One team, led by Michael Kahana at the University of Pennsylvania’s Computational Memory Lab, will concentrate on the processes involved in memory formation and retrieval. Talking about the project which will quite possibly aid in the recovery of Parkinson’s and epileptic patients, Kahana said:
The memory is like a search engine…In the initial memory encoding, each event has to be tagged. Then in retrieval, you need to be able to search effectively using those tags.

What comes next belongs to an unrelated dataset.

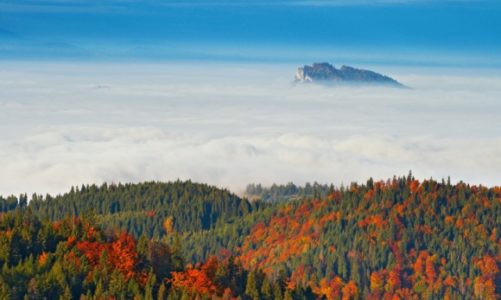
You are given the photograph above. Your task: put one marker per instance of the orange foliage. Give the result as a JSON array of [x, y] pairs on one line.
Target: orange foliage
[[121, 253], [377, 281], [168, 225], [42, 259], [198, 281], [350, 291]]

With epilepsy patients who have already been hospitalized, and implanted with micro-electrodes to examine the nature of their seizures, as the primary test subjects, the researchers will proceed by detecting and analyzing the various neuronal activities in the brains of the patients. Minneapolis-based medical equipment manufacturer Medtronic has devised a highly specialized “closed-loop” artificial implant that can register these neural signals and then use the information accumulated to trigger the brain into repeating the particular activity. However the production of such a device poses a crucial problem, in that it requires an extremely complex and intricate circuitry that can record and process the signals at lightning speed. Kahana elaborates:
We need to take analyses that used to occupy a personal computer for several hours and boil them down to a 10-millisecond algorithm.
The other group, headed by neurophysiologist Itzhak Fried of the University of California in Los Angeles, will take a slightly different route. The area of interest of these researchers is the entorhinal cortex(EC) present between the hippocampus and the neocortex, and dealing primarily with memory production and consolidation. Stimulating this area of the brain has previously shown to improve the test taker’s response to memory tasks.

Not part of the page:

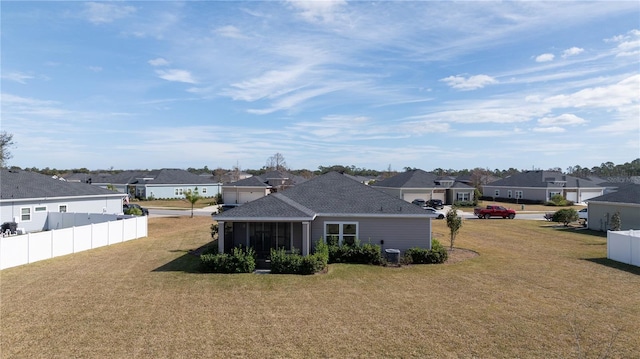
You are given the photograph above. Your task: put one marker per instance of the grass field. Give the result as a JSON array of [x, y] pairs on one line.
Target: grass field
[[535, 291]]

In association with California-based Lawrence Livermore National Laboratory, Fried and his team has developed a functional closed-loop memory implants, by first printing the tiny electrodes onto a polymer attached to a silicon wafer. The polymer is then removed and then shaped into pliable cylinders measuring 1 millimeter in diameter. One fully-functional implant system will contain 2 of these polymer plates, each comprising of 64 microelectrodes, which are in turn capable of registering the electrical activities of neurons and then replicating them. Fried says:
Our approach to the RAM program is homing in on this circuit, which is really the golden circuit of memory.

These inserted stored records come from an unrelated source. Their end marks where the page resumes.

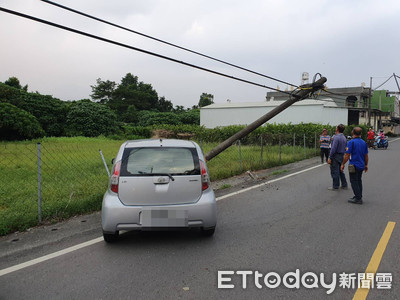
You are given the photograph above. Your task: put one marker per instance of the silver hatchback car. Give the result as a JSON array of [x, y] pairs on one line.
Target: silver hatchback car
[[158, 184]]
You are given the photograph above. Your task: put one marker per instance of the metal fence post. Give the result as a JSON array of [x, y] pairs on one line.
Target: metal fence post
[[39, 154], [240, 156], [105, 164], [201, 146]]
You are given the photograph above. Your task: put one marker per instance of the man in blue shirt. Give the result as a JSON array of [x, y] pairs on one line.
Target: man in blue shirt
[[357, 151], [336, 158], [324, 141]]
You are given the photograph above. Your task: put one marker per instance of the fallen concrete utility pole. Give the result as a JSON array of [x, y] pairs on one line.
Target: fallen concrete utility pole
[[304, 91]]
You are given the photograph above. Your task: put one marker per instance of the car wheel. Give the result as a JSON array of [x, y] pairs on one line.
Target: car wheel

Although still at its embryonic stage, the project has already opened up a whole range of possibilities with regards to the treatment of various kinds of neurodegenerative disorders. Reactions in the medical world, towards the development of memory enhancing prosthetics, have indeed been extremely enthusiastic. According to Charles Wilson, a neuroscientist at Los Angeles’s University of California:
It’s an exciting demonstration of the capabilities that we have now, not of only reading neuronal activity of the brain but also manipulating it… Hopefully, this could be clinically useful in the future.
Talking about the significance of this project in the field of psychiatry and other forms of mental illness, Steven Hyman, head of the psychiatric research department at MIT and Harvard, says:
The kind of hardware that DARPA is interested in developing would be an extraordinary advance for the whole field…I think that approaches that involve devices and neuromodulation have greater near-term promise.